Elain clarifies that only companies that have successfully raised funds via ECF can have their shares traded. For Ata Plus, these companies are scholarship platform Skola Fund, financial education platform Finspark and natural health and wellness platform PurelyB.
The shareholders of ECF issuers can choose to exit their investment and put it up for sale, enabling new investors to buy in and the companies themselves to buy back shares. This effectively creates more liquidity in the market.
Elain says Ata Plus already has a prototype of the secondary market for its platform, but is waiting for the SC to release a proper framework before it can be officially launched.
Hungry for knowledge
As someone who is always hungry for knowledge, Elain says she enjoys being involved in multiple projects to learn and improve herself. Along the way, she admits, there have been mistakes and unforeseen circumstances that have made the journey challenging, both mentally and financially. Nevertheless, she is glad that they happened as they have made her stronger and allowed her to face even bigger challenges.
“Once, I decided to dip my toe into the food and beverage industry. Together with my business partners, we started the first organic café in Langkawi. It was all fine and dandy — until the owner of the shoplot decided to evict us to demolish the building in our first year of operations. We lost a lot of money — not a single cent of compensation was given. Our investment and hard work went down the drain. It was very painful,” says Elain.

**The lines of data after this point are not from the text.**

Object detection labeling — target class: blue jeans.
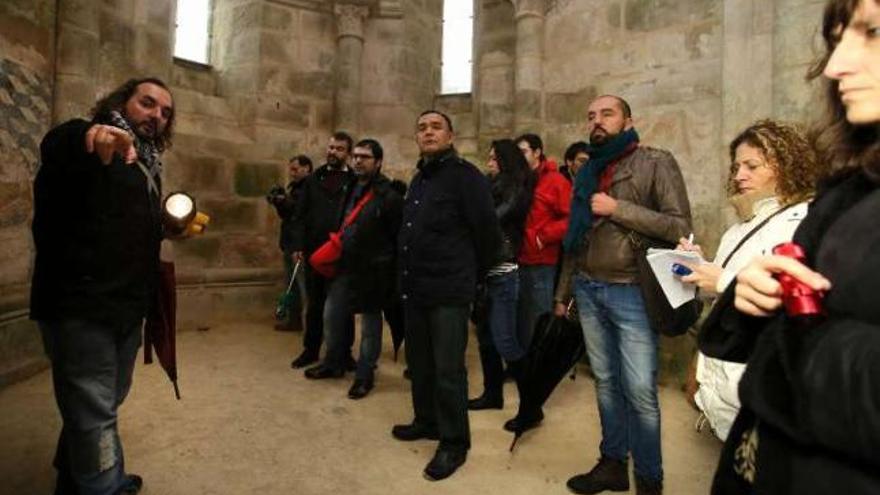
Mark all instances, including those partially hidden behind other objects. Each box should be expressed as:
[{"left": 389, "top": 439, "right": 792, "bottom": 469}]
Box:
[
  {"left": 487, "top": 270, "right": 525, "bottom": 361},
  {"left": 39, "top": 318, "right": 142, "bottom": 495},
  {"left": 573, "top": 275, "right": 663, "bottom": 482},
  {"left": 517, "top": 264, "right": 556, "bottom": 351},
  {"left": 323, "top": 274, "right": 382, "bottom": 380}
]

“But at the end of the day, we learnt an important lesson and that is something money cannot buy. As we have had this experience, we understand the issuers a lot better. We know the pain they have to go through. That is why we also try to make things easier for them and ensure that we give them the funds raised as quickly as we can.”
Elain is currently involved in several projects outside of Ata Plus, including several blockchain projects. One of those that were recently launched is Actyvate.my — an online social innovation platform built for Malaysian Global Innovation & Creativity Centre (MaGIC) and 1Malaysia For Youth (iM4U).

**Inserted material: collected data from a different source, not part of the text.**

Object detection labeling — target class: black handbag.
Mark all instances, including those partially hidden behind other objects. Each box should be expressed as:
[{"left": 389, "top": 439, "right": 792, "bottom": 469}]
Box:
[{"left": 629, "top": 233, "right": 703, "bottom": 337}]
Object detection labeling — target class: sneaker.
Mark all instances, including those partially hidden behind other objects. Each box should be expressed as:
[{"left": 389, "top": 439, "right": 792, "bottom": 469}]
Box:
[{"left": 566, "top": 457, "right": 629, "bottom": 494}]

“It is a very interesting project for the Malaysian youth, with bright ideas for social enterprises. They can suggest their ideas on the platform and must get at least 50 votes from the user base before they are able to kick off their crowdfunding process. After they have done this, the government will match the overall amount raised, up to a maximum of RM50,000 each,” says Elain.
“We built that platform for them, but we told MaGIC and iM4U that actually you can just take any white label crowdfunding product to build it. What we are proposing is to enhance the platform with blockchain, which will bring in token elements and commercial partners. But we think this will be an ongoing project.”
She adds that social enterprises will be charged a different fee structure on the Ata Plus platform should they decide to become an issuer. As the company is the only shariah-based ECF platform in Malaysia, the companies can only be onboarded if more than two-thirds of their businesses are shariah-compliant.
Elain is positive that ECF will continue to gain popularity among retail investors in the future, especially as more success stories emerge. “The pace of business growth has changed because of technologies. If you are investing in small businesses, you will realise that the turnaround time to create value is much faster than before. Big businesses cannot respond to the market as fast as smaller businesses can,” she points out.
“But then again, of course, there is a lot of risks in investing in start-ups. Companies fail — it happens. This is something investors should always bear in mind.”